Since the therapy must be tailored to the specific mutational context and distinct mechanisms of action of the mutant kinase, we recommend considering additional testing for the gain of function EGFR mutation and KIAA1549-BRAF fusion beforehand (Fig. 2). KIAA1549-BRAF fusion can be detected with RNA-Seq. FISH is a less reliable method of identifying BRAF fusions because the KIAA1549 and BRAF genes lie in close proximity and it is difficult to distinguish fusion signal from a normal signal [83]. If, however, the RNA extraction was unsuccessful, FISH may represent a useful adjunct.

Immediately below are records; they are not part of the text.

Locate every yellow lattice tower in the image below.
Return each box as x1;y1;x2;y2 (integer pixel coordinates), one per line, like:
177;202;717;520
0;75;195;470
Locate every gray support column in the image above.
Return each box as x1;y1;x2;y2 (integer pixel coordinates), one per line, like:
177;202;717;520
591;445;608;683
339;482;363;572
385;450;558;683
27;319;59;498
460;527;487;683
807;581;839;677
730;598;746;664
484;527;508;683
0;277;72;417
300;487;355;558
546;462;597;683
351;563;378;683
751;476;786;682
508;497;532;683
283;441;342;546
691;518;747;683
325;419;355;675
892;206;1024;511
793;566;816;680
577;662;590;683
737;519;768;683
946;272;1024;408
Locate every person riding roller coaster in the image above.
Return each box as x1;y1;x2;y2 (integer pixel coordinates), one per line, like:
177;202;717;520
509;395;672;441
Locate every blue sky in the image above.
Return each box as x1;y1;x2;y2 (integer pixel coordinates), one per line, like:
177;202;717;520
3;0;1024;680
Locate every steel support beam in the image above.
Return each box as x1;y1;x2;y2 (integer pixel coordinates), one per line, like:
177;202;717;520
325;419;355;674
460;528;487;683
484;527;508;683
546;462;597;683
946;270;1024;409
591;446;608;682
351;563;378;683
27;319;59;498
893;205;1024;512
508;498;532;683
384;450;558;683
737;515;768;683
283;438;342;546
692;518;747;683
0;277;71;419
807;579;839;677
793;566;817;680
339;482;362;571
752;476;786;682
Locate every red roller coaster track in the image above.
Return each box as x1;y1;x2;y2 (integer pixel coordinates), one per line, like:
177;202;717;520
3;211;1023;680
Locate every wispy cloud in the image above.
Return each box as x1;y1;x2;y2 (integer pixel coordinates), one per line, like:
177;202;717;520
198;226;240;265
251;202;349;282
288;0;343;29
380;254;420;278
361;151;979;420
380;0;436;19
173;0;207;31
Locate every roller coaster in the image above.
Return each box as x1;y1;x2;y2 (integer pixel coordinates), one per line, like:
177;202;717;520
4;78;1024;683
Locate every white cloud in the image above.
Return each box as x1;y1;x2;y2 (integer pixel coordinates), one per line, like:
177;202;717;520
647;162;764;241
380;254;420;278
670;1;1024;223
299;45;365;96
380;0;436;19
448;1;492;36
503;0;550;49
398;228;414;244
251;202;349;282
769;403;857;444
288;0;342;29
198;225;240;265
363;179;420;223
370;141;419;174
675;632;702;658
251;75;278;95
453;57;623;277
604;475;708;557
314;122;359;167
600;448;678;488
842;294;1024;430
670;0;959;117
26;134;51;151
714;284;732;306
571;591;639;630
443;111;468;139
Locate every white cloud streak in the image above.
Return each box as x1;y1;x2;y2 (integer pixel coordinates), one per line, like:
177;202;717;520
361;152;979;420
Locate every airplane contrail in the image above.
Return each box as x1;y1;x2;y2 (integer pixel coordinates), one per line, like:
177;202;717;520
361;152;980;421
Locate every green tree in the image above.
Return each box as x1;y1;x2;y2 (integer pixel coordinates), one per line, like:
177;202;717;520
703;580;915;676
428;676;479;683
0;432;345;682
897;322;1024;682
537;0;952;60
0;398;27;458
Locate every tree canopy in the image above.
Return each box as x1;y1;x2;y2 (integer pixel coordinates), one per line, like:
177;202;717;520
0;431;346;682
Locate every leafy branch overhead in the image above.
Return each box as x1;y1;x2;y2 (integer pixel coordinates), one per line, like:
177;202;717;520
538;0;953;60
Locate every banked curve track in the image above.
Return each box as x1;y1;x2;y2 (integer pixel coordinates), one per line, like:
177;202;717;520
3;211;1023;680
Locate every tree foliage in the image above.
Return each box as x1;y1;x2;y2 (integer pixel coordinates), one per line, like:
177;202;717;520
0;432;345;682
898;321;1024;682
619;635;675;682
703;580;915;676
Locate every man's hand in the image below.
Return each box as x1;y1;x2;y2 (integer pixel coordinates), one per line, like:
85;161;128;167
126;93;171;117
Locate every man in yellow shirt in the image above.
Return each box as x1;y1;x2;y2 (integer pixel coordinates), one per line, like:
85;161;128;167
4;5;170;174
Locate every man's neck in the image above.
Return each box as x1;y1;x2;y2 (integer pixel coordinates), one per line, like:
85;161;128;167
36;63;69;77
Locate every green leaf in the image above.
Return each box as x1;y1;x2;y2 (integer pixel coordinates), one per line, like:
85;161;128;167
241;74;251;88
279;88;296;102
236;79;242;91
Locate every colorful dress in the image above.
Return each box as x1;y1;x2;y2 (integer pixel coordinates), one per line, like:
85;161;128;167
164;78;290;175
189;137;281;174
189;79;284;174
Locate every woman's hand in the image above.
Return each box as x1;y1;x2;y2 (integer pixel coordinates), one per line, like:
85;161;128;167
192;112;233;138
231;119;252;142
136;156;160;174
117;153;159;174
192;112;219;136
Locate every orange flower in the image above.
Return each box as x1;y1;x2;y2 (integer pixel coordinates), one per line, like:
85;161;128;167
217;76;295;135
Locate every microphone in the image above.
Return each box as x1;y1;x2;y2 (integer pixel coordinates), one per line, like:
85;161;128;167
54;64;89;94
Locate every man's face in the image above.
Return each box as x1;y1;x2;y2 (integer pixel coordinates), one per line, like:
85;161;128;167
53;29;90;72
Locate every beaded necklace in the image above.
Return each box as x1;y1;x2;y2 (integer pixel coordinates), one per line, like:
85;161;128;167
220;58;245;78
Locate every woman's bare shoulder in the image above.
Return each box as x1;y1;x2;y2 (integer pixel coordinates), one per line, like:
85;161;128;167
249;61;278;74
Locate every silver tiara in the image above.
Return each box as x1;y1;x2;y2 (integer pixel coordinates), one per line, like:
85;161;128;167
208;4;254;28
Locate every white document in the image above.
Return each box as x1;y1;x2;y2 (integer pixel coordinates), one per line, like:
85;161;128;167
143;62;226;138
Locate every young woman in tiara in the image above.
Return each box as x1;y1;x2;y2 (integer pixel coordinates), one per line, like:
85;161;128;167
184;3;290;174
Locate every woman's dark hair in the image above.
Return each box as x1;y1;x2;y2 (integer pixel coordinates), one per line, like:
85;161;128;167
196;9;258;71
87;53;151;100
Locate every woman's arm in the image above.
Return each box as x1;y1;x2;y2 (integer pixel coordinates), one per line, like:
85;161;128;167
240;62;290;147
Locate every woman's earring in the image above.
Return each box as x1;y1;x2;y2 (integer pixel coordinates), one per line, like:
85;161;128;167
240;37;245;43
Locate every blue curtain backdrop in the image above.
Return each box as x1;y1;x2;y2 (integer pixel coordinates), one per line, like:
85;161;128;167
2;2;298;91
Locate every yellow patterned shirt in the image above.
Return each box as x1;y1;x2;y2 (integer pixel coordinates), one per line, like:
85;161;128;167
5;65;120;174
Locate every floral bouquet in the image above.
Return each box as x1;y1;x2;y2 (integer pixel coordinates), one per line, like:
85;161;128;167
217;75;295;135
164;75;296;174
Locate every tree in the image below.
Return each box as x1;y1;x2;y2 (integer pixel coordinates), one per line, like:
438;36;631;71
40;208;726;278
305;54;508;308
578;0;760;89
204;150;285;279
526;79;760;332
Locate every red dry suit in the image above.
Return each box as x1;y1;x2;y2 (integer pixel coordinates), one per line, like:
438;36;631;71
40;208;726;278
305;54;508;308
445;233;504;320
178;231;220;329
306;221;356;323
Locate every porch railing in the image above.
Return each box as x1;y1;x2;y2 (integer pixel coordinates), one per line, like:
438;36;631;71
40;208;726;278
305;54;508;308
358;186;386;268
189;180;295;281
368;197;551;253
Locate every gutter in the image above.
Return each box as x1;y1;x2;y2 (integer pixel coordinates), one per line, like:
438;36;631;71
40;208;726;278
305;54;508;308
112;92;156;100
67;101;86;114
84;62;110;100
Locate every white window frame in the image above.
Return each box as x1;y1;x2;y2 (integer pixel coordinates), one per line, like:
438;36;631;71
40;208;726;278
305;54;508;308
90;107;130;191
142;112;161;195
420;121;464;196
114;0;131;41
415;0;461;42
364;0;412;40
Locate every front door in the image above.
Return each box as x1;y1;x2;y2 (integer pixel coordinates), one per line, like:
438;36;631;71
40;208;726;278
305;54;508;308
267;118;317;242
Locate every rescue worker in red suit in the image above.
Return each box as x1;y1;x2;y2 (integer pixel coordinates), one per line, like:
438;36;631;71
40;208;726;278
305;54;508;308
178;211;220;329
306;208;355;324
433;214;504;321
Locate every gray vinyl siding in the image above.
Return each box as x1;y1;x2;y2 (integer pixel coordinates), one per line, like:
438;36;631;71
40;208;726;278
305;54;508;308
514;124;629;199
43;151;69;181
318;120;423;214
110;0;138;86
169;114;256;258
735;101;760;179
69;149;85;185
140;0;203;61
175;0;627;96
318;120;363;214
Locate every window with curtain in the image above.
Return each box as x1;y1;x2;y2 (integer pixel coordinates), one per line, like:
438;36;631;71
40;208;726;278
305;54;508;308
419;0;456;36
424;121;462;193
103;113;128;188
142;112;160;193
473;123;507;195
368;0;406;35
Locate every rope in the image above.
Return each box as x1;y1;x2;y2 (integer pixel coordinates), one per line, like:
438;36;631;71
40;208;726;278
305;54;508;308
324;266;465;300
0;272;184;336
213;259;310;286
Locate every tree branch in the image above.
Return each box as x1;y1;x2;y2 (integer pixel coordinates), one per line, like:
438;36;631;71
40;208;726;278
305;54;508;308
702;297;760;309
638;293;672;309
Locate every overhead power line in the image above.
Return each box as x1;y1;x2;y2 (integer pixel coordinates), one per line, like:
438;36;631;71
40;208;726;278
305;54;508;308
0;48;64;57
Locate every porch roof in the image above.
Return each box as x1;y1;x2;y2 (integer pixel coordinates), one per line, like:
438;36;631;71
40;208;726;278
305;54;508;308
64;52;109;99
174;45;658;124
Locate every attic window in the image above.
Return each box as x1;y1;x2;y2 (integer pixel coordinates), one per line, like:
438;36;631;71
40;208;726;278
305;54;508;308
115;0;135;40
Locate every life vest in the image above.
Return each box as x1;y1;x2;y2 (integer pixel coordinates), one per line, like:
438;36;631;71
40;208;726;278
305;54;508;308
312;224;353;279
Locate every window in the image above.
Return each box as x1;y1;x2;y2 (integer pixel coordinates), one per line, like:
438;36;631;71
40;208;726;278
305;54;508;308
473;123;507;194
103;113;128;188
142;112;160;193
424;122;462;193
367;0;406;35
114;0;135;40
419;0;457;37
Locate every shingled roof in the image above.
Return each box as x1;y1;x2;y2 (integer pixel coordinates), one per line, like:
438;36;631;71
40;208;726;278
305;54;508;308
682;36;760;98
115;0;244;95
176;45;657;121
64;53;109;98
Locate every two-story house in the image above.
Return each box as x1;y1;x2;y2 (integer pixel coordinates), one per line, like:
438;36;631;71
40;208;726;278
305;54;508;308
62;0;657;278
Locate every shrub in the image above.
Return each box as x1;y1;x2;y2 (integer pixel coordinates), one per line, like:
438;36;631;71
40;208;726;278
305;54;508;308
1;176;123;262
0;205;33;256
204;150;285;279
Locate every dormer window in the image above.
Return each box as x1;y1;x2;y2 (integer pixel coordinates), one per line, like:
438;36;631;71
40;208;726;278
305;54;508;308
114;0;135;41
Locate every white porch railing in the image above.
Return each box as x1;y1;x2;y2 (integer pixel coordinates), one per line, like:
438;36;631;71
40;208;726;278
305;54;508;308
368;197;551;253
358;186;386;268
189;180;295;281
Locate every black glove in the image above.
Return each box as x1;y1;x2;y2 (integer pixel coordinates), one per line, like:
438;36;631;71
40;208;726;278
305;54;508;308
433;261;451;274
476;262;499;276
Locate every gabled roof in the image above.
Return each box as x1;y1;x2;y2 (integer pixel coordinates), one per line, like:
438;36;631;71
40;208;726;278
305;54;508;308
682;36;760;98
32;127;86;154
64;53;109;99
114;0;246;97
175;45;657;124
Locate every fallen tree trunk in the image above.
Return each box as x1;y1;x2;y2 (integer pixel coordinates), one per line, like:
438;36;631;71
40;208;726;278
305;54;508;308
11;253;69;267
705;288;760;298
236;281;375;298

Ongoing trials will further clarify targeted treatment options in the presence of BRAF-mutant brain tumors. Three phase II clinical trials are evaluating the biological activity of trametinib (NCT03363217), MEK 162 (NCT02285439), and a combination of dabrafenib with trametinib (NCT02684058) in pediatric gliomas. In adults, two phase II clinical trials using binimetinib with encorafenib in HGG (NCT03973918) and vemurafenib with cobimetinib in craniopharyngioma (NCT03224767) are currently underway.

Conclusions

BRAF mutations that result in MAPK pathway activation are common events in several types of brain tumors. The efficacy of targeted therapy for BRAF-mutant brain tumors is currently being investigated. Given the encouraging early results, in the not-too-distant future, such approaches may shift the treatment paradigms and increase survival of patients with CNS tumors. The proposed algorithm was designed to help oncologists to provide the best therapeutic options for brain tumor patients.

Patients with certain brain tumors require screening for the BRAF V600E mutation.

BRAF V600E-mutant tumors need to be considered in the context with other genetic alterations (e.g., coexisting gain-of-function mutation of EGFR or KIAA1549-BRAF fusion).

Dual inhibition of both RAF and MEK is expected to provide more potent and durable effects than anti-BRAF monotherapy.

BRAF-targeted therapy in brain tumors should be limited to the setting of a clinical trial.